Regarder son père et sa mère déprimer année après année en galérant le reste de leur carrière entre petits boulots et chômage n’est guère motivant lorsqu’on est adolescent.

Après ses études de commerce, il aurait pu sans peine se faire embaucher dans une multinationale. Sa connaissance des langues et ses stages à l’étranger lui avaient permis d’obtenir quelques propositions fermes pour des postes très bien payés. Pourtant aucune n’avait trouvé grâce à ses yeux. La perspective de ne plus avoir de vie personnelle l’avait dissuadé d’accepter les offres qui lui avaient été faites.

C’est grâce à son ancien chef d’équipe qu’il avait pu trouver son boulot actuel. Ce type chaleureux appréciait Emeric au point de faire jouer ses contacts internes pour qu’on l’accepte ici malgré le fait qu’il soit plus diplômé que son directeur d’agence.
Il est probable qu’il espérait secrètement que tôt ou tard Emeric se raviserait et voudrait revenir dans son service. Il l’appelait parfois et ne manquait jamais de souligner que ses compétences lui manquaient autant que sa personnalité. Venant de la part de quelqu’un d’aussi difficile que lui c’était un compliment particulièrement gratifiant.

Grâce à son intervention, Emeric avait maintenant la chance d’occuper un poste qui le maintenait loin de tout stress. Le salaire n’était pas mirobolant, mais comme les loyers et les impôts sont dérisoires, il vivait bien mieux que ses amis qui étaient restés sur la capitale.
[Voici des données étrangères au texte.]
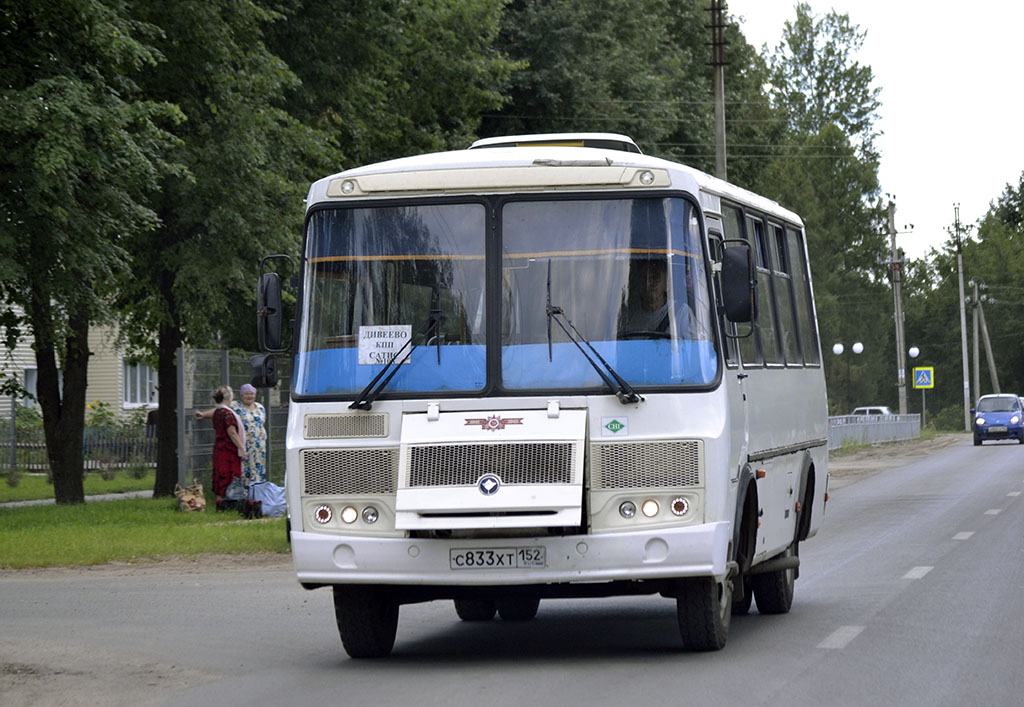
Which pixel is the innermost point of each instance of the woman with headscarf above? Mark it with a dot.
(253, 418)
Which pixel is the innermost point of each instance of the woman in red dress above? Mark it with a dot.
(229, 448)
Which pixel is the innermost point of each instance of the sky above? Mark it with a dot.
(952, 102)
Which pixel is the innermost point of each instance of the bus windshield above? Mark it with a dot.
(629, 274)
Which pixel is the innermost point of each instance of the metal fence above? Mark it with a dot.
(845, 429)
(23, 446)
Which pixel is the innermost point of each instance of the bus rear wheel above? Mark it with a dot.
(704, 608)
(368, 620)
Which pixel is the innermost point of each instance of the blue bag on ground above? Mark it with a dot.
(271, 495)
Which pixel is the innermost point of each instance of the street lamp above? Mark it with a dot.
(838, 349)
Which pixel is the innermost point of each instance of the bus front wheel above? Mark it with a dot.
(704, 608)
(368, 620)
(773, 590)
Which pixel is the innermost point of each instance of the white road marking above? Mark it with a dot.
(841, 637)
(918, 572)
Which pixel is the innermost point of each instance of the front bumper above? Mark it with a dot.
(1010, 432)
(689, 551)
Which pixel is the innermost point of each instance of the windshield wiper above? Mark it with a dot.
(365, 400)
(624, 391)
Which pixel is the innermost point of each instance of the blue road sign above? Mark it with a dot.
(924, 377)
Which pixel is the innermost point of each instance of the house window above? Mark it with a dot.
(140, 385)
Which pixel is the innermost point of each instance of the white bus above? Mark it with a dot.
(549, 366)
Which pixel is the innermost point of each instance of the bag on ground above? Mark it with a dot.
(190, 497)
(236, 491)
(271, 495)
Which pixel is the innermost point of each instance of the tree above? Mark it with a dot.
(248, 162)
(825, 168)
(596, 66)
(392, 78)
(80, 151)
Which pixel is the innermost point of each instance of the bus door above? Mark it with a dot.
(733, 378)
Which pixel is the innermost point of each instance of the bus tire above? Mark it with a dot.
(773, 590)
(368, 620)
(475, 610)
(518, 609)
(704, 608)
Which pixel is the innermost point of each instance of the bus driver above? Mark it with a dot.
(645, 307)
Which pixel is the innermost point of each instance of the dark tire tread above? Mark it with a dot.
(368, 620)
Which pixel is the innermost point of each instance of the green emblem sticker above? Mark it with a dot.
(614, 425)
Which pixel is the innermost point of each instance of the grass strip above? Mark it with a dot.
(127, 530)
(32, 487)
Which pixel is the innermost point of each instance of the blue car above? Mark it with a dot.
(998, 417)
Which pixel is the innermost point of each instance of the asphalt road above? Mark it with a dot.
(911, 594)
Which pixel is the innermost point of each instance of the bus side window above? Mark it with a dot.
(783, 296)
(802, 294)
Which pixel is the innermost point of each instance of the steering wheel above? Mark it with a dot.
(629, 335)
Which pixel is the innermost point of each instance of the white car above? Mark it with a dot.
(877, 410)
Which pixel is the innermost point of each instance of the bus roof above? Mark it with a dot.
(531, 163)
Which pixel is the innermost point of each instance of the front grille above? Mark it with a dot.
(527, 462)
(335, 471)
(646, 464)
(345, 426)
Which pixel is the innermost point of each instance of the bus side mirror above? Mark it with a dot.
(268, 313)
(264, 371)
(738, 282)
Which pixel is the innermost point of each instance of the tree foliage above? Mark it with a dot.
(392, 78)
(81, 150)
(248, 165)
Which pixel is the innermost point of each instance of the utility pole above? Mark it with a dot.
(960, 274)
(718, 63)
(979, 319)
(896, 267)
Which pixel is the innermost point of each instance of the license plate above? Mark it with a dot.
(497, 558)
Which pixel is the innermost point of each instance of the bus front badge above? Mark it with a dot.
(494, 422)
(488, 485)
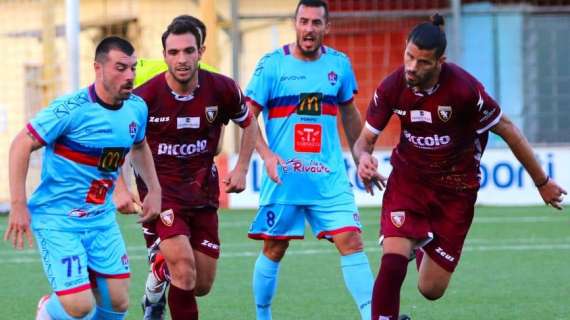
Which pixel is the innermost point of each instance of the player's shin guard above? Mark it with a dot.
(359, 281)
(55, 310)
(265, 275)
(182, 304)
(106, 314)
(386, 295)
Ses horaires étaient peu contraignants et n’étant plus coincé dans les transports publics et les bouchons, il disposait de tout le temps nécessaire pour s’adonner à ses passions. L’expérience de ses parents l’avait convaincu qu’il fallait vivre pour soi-même et non pour son boulot.
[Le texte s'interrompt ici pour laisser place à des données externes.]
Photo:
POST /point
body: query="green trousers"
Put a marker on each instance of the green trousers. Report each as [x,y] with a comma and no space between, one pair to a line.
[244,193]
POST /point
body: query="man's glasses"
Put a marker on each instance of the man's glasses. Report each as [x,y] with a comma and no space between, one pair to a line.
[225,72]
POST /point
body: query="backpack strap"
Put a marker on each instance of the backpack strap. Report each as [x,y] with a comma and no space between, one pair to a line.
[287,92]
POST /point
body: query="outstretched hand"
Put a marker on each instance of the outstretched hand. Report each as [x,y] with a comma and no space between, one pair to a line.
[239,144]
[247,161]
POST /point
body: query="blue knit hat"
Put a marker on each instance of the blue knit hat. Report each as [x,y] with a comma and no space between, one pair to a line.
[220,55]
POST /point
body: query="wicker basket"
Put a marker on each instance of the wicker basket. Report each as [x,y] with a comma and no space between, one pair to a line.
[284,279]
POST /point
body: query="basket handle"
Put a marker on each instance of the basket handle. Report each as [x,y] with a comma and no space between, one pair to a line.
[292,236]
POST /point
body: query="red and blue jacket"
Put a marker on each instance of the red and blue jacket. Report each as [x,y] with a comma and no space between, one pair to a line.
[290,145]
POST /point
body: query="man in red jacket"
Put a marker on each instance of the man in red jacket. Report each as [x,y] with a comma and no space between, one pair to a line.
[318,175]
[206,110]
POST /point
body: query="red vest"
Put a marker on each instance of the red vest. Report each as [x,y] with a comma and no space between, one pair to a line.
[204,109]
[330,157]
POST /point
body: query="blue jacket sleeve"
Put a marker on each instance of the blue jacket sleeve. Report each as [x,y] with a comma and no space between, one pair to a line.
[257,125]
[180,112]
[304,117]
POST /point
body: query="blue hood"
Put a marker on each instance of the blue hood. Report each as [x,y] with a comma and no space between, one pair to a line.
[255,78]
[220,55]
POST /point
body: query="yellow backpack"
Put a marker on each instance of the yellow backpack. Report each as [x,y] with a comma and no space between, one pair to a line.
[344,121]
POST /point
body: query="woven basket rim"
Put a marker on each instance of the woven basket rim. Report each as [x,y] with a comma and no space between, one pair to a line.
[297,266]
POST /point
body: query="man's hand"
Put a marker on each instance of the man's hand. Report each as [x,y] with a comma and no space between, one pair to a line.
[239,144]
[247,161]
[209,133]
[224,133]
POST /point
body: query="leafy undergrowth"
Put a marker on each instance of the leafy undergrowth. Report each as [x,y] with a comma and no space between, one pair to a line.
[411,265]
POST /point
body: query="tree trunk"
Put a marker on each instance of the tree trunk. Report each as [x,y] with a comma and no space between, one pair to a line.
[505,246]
Emeric s’était persuadé que ce choix de carrière lui éviterait de se réveiller à la fin de son existence avec l’impression de ne pas avoir vécu.
 
Jusqu’à maintenant, Emeric n’avait jamais douté de la justesse de ses choix de vie, pourtant, depuis le week-end dernier, il ne se sentait plus aussi serein et sûr de lui qu’avant. Lorsqu’il a frôlé la mort dans la montagne, il s’était senti extrêmement creux. Est-ce qu’avoir du temps pour ses loisirs c’est réellement vivre ? Quelque chose sonnait faux dans sa vie sans qu’il arrive réellement à mettre le doigt dessus. A force de vouloir éviter toute source de stress, il se demandait s’il n’avait pas enseveli une part de lui-même.
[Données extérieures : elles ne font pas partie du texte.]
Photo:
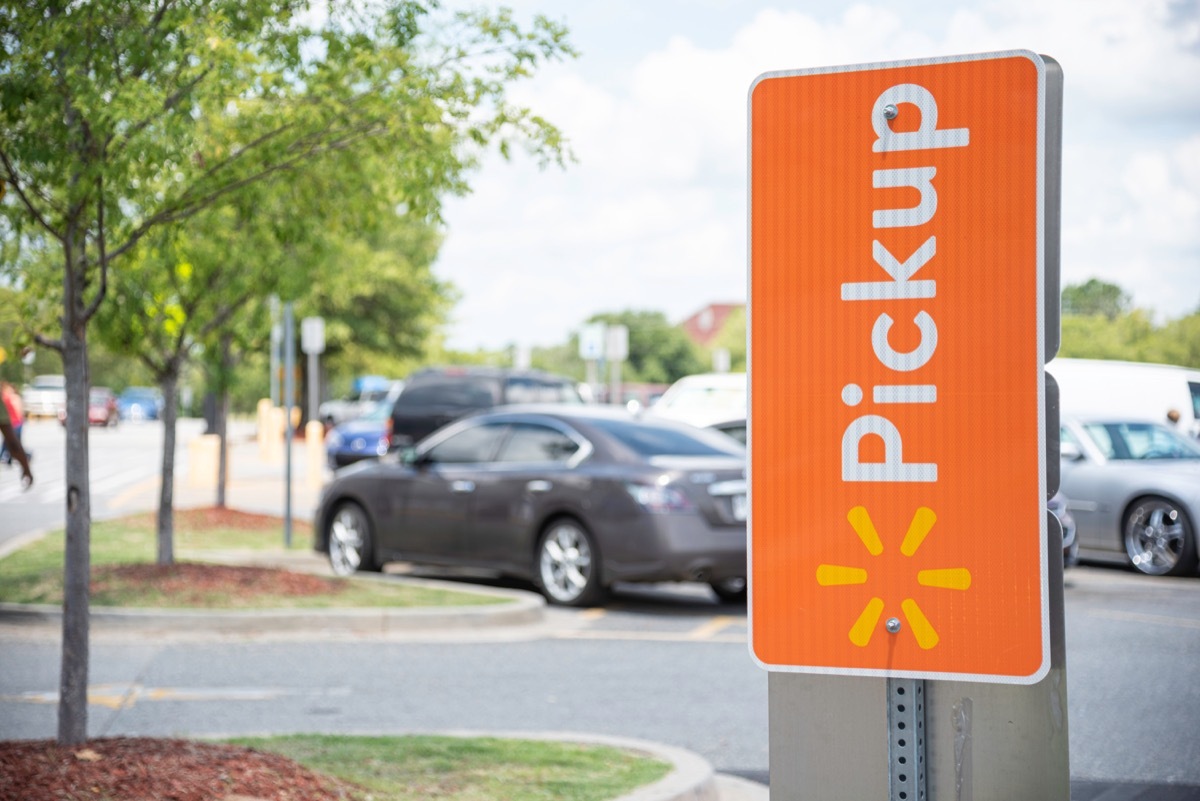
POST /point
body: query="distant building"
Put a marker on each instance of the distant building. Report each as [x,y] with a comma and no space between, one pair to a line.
[705,325]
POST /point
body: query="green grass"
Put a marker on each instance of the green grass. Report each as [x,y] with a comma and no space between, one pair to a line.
[469,769]
[34,573]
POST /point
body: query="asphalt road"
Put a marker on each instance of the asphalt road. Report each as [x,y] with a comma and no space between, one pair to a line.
[124,463]
[666,664]
[661,663]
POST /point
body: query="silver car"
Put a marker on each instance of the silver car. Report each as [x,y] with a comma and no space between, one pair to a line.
[1134,492]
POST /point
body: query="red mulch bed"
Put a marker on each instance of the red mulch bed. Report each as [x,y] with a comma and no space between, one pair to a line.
[144,769]
[149,769]
[214,517]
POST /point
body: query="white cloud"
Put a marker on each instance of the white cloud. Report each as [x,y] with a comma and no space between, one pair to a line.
[653,215]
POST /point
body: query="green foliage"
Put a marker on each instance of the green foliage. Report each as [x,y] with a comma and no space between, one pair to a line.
[1110,330]
[659,353]
[1095,297]
[465,769]
[34,573]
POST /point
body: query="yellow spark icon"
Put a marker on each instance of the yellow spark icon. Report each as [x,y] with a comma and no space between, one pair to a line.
[951,578]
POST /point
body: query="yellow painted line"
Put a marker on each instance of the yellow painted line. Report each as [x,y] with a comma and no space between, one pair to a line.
[708,630]
[130,493]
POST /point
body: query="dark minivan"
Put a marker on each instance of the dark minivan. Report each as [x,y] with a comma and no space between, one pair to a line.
[437,396]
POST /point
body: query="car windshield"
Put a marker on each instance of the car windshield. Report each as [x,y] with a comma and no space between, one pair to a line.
[1125,440]
[649,440]
[703,397]
[377,413]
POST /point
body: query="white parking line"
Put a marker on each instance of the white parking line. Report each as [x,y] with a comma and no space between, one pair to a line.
[1140,618]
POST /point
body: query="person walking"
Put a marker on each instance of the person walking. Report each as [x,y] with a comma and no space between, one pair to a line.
[15,449]
[16,410]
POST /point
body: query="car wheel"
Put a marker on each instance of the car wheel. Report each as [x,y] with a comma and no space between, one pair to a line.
[1159,540]
[730,590]
[568,567]
[349,541]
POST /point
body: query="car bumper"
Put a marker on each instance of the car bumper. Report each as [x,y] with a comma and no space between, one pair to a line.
[673,548]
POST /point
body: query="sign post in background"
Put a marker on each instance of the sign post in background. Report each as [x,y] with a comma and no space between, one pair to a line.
[901,247]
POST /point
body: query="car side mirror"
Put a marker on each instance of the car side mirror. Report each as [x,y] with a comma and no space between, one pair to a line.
[408,456]
[1069,452]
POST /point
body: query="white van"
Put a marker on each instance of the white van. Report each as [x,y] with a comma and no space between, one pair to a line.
[1137,390]
[705,399]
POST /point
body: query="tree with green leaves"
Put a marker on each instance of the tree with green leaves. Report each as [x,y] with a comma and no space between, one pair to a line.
[659,353]
[1095,297]
[121,118]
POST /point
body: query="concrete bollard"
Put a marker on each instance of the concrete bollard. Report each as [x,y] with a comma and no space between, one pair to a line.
[274,451]
[203,457]
[315,449]
[263,431]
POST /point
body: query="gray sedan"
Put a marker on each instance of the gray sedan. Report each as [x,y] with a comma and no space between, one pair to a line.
[574,498]
[1134,492]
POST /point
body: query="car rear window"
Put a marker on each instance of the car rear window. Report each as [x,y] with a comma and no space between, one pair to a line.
[535,390]
[463,392]
[647,439]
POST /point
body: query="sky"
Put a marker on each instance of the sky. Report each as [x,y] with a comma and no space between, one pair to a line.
[652,216]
Rémo arrivait dans cinq jours, mais Emeric brûlait d’envie de discuter avec lui, non seulement parce que c’est le seul qui pourrait éventuellement croire à son invraisemblable aventure, mais surtout parce qu’il sentait que cette expérience avait révélé une faille dans sa façon d’être. Il avait besoin d’exprimer par des mots ses émotions pour mieux cerner cette sensation lancinante qui chamboulait son esprit. Rémo le connaissait mieux que personne. Son côté direct et franc faisait de lui la meilleure aide qu’on puisse trouver pour y voir plus clair. Emeric sut d’avance que ce soir la conversation qu’il aurait avec Rémo ne s’achèverait que lorsque la batterie de son téléphone rendrait l’âme.